Are These Vectors Subspaces of R3 and Do They Span the Space?

[Wsaw]

Homework Statement

1) Determine if
a) (a,b,c), where b=a+c
b) (a,b,0)
are subspaces of R³

and

2) Determine whether the given vectors span R³
a)
v₁ = (3,1,4)
v₂ = (2,-3,5)
v₃ = (5,-2,9)
v₄ = (1,4,-1)

Homework Equations

- If u and v are vectors in W, then u + v is in W
- If k is any scalar and u is any vector in W, then ku is in W
- The set W of all linear combinations of v₁,v₂,...,v_r is a subspace of V

The Attempt at a Solution

I know this may seems 2 relatively easy questions, i guess I'm missing something obvious here, but I was not able to figure out how to test for any subspaces and set for about 2 hours. How do we solve these kind of problems?
Thanks, Wsaw

 

[lanedance]

try taking arbitrary vectors and see if they're closed under the properties

eg take
u = (a,b,c) with a+b = c
and
v = (d,e,f) with d+e = f

what is u+v, does it satify the required property?

 

[Wsaw]

Thanks

but if

u = (a,b,0)
v = (c,d,0)

then

u+v = (a+c, b+d, 0) = w
kw = [ka+kc,kb+kd,k0)

With that answer, I would say that all the vectors of the form (x,y,0) are subspaces of R³ but my answers book say this is not and that (x,0,0) is.

 

[lanedance]

what does your book say?
(x,y,0) is the z=0 plane and is a subspace
(x,0,0) is the line along the axis and is a subspace

 

[Wsaw]

My book says that all the vectors of the form (a,b,0) are not subspaces of R³ which I do not understand why.

 

[lanedance]

doesn't sound correct to me, i think any plane through the origin shoud be a subspace, are there any other conditions?

 

[Wsaw]

There are no other conditions to the vector.

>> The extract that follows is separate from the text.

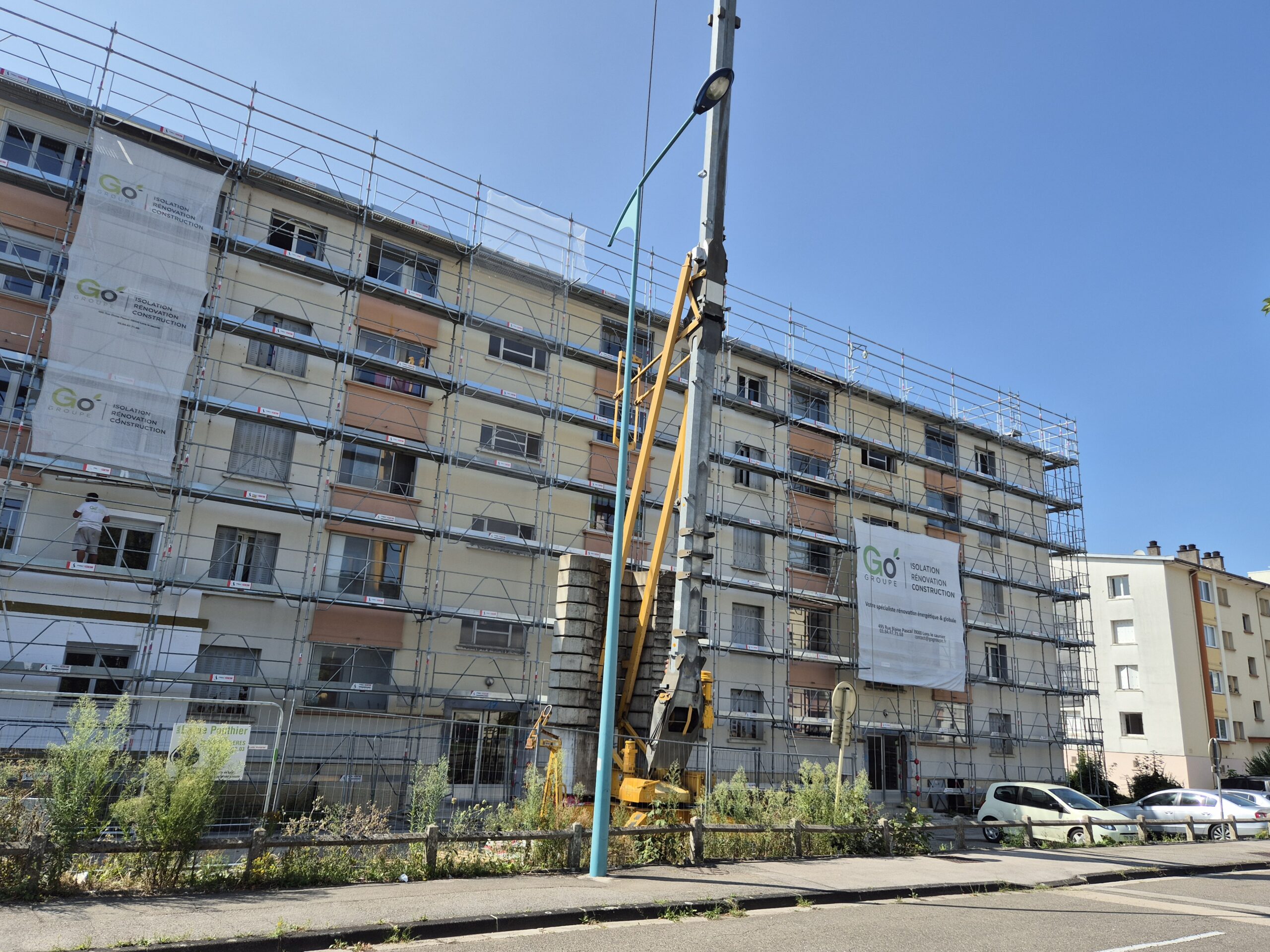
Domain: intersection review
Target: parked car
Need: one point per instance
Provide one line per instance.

Anyway, thanks for your help!

 

[jambaugh]

My book says that all the vectors of the form (a,b,0) are not subspaces of R³ which I do not understand why.

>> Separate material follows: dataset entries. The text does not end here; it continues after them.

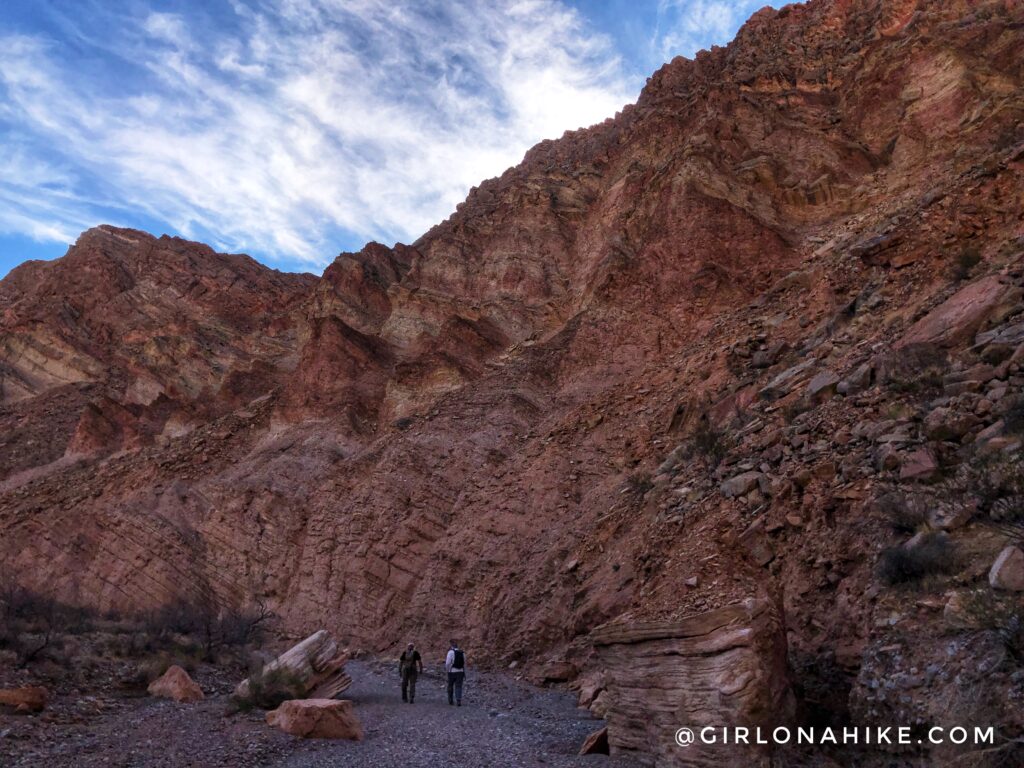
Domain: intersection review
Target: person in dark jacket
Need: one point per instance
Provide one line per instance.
(410, 667)
(455, 664)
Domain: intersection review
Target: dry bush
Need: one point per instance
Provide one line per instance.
(934, 555)
(269, 688)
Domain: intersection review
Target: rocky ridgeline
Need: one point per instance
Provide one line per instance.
(756, 338)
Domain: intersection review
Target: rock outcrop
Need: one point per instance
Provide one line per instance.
(28, 698)
(316, 665)
(666, 364)
(723, 668)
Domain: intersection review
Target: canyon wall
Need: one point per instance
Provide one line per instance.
(656, 370)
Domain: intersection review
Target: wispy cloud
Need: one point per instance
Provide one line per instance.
(684, 27)
(285, 126)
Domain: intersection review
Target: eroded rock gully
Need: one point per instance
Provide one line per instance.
(529, 423)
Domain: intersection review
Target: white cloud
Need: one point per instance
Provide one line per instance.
(310, 117)
(685, 27)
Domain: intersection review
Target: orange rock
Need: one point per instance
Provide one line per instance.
(596, 742)
(963, 313)
(317, 718)
(27, 698)
(176, 684)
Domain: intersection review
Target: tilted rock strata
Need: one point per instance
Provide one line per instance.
(518, 427)
(723, 668)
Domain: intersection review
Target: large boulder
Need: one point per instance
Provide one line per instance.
(26, 698)
(176, 684)
(316, 665)
(1008, 570)
(317, 718)
(723, 668)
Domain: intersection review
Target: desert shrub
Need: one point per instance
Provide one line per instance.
(710, 442)
(183, 625)
(34, 623)
(904, 514)
(916, 369)
(967, 260)
(268, 688)
(933, 555)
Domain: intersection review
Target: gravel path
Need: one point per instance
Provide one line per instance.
(502, 722)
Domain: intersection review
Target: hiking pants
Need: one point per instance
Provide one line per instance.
(409, 683)
(456, 679)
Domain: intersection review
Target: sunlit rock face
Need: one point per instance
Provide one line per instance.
(519, 425)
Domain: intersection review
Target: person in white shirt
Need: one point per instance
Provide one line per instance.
(455, 664)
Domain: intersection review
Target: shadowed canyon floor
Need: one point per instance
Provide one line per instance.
(502, 723)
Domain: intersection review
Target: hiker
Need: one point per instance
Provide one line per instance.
(455, 664)
(410, 666)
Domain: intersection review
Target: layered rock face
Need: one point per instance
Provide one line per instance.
(723, 668)
(665, 365)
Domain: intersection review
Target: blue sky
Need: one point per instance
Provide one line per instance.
(295, 129)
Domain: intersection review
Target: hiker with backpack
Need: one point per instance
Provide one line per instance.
(410, 667)
(455, 664)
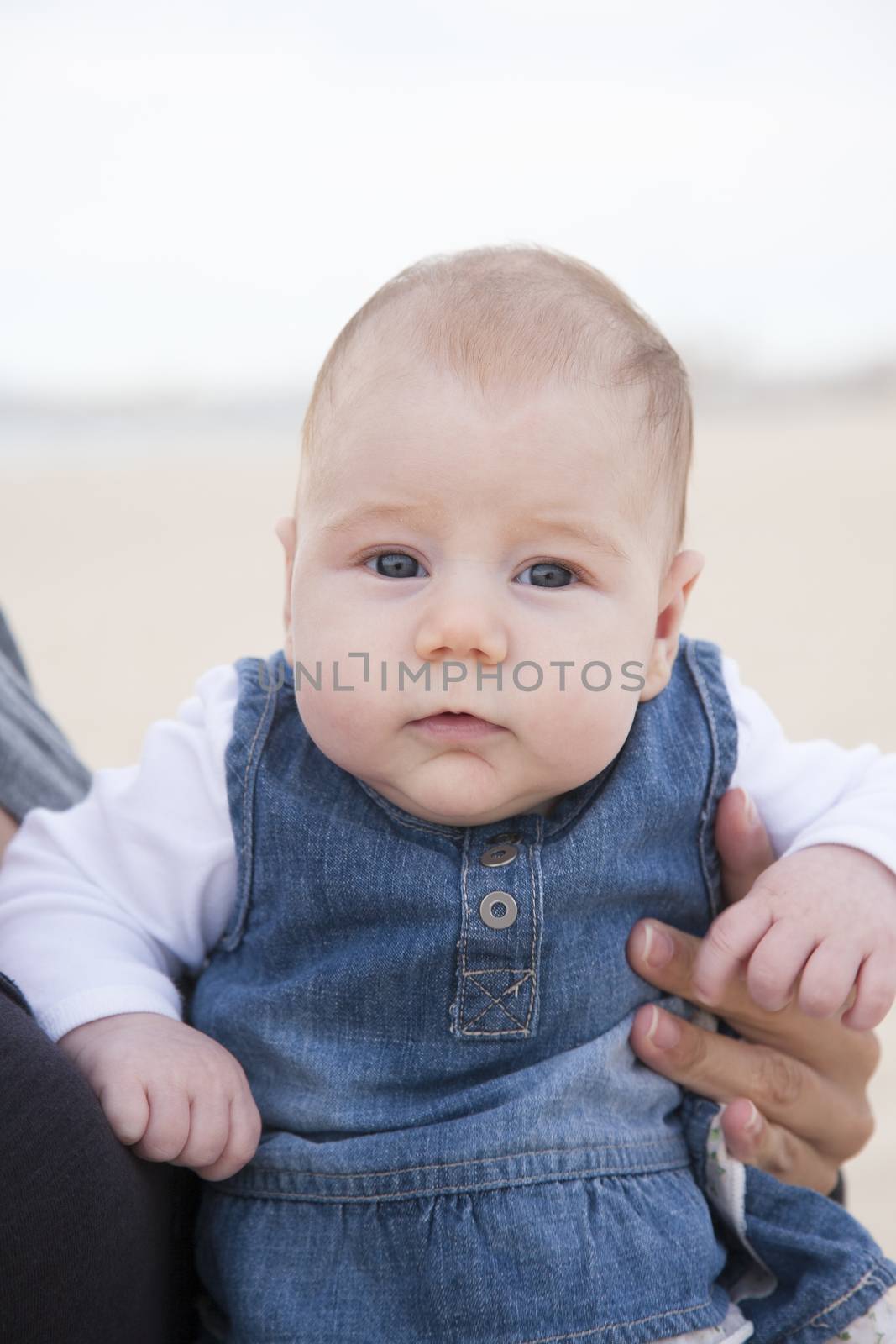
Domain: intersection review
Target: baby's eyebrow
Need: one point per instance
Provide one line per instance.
(560, 526)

Properly stated one would say the set of vector of that form is a subspace. And it is provided the variables a and b are unconstrained. Double check that there were no conditions on a & b. Almost any restriction, something as simple as b not equal to 5. Will invalidate the "is a subspace" definition. (However restricting b to be a multiple of a will still yield subspace).

Don't assume the books are always right. Assume you're wrong first but you will find errors in textbooks on occasion.

One way you can approach these problems is to rewrite the variable vector as a linear combination of multiples of constant vectors. For example:

(a,b,0) = (a,0,0) + (0,b,0) = a(1,0,0) + b(0,1,0). Thus if a and b are arbitrary you are looking at the span of the vectors (1,0,0) and (0,1,0).

Likewise (a,b,c) with b=a+c becomes:
(a,a+c,c) = (a,a,0) + (0,c,c) = a(1,1,0) + c(0,1,1)
Having eliminated b you now can freely choose a and c so you are again talking about the span of a set of vectors. The span of a set of vectors in a space always defines a subspace.
Proving that is a very good exercise BTW.